# thinking about getting another mouse



## robert (Oct 5, 2012)

hey all, im thinking about getting another mouse but its been about a year since ive last kept mice, ive got the cage and everything to keep the mouse but im alittle stuck in where to get a mouse from as all the pet shops round me dont sell mice anymore or they dont have the breeders.

Also for bedding in the cage is carefresh better for the mouse or is sawdust just as good as my last mouse got mites and the vet blamed the sawdust for the mite.


----------



## andypandy29us (Aug 10, 2012)

Depends where you are to where you can get the mouse from ... I use a small amount of sawdust in my cages with lots of free shredded paper .... keeps the costs down and my 10 mice seem to enjoy playing and re arranging the paper into nests ...


----------



## besty74 (May 26, 2012)

place an ad in the wanted section but remember to include your area, we can only help if you tell us where you are!
wood shavings are fine, never had any problems.


----------



## Cait (Oct 3, 2008)

besty74 said:


> wood shavings are fine, never had any problems.
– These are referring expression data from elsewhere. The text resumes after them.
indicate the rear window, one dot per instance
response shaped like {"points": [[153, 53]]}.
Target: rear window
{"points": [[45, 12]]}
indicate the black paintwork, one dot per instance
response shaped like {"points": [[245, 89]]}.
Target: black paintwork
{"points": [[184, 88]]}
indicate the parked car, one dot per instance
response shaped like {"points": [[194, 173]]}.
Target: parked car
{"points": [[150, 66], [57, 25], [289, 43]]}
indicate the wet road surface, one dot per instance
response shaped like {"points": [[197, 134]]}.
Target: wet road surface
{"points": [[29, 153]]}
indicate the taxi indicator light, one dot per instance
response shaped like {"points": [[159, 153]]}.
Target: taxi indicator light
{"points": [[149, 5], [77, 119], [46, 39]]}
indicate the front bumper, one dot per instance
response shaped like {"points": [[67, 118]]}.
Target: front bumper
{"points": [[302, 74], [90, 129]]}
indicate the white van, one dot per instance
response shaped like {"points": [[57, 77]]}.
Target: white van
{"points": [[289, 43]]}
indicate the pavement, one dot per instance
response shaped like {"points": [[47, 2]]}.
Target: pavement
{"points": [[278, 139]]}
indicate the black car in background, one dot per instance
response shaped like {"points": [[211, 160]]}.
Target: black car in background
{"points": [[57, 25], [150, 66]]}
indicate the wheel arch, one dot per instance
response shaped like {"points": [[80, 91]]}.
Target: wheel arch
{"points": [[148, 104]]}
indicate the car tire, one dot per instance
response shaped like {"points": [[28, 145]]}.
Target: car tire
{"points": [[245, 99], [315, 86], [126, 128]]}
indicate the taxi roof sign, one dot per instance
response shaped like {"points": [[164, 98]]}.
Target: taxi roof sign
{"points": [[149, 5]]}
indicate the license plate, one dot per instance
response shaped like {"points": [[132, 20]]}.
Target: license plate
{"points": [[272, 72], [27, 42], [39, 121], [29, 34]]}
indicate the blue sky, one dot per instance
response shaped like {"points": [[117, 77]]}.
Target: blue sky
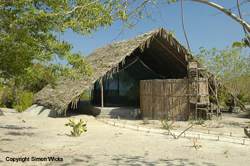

As has been said, you need wood shavings NOT sawdust (too fine and dusty) if you go for that kind of bedding. There are lots of threads in the Environment section discussing different beddings that you will find useful.


----------



## andypandy29us (Aug 10, 2012)

I did mean shavings not sawdust sorry x


----------



## rachaelnicole98 (Oct 28, 2012)

It depends on your area... I have 2 females that need to be re-homed ASAP... they use carefresh basic bedding. What area are you in?


----------



## bonsai (Oct 14, 2012)

Hello robert.
Please take more than one mouse.
If you hold a litte group,they would feel much more comfortable than one lonely mouse.
Good luck for your search.


----------



## ThatCertainGlow (Jun 23, 2012)

Wood shavings (and other bedding including carefresh) can acquire mites in a pet store, or from a mouse infested warehouse. There are threads about this as well, but the usual idea is you can freeze it in small batches for at least 48 hrs. The small batches is so the cold penetrates the bedding. Some places seem to suggest freezing then thawing, then re-freezing is more likely to kill all potential life stages. Also, you will find in those threads that cedar and non-kiln dried pine are both dangerous to the health of mice. There is an inexpensive horse related item breeders mention frequently to use as bedding that is available in the UK. I don't recall the name.
I second placing a wanted ad for at least two (same gender) mice. They are very social creatures. 

-Zanne

*I believe Robert is in the UK.*


----------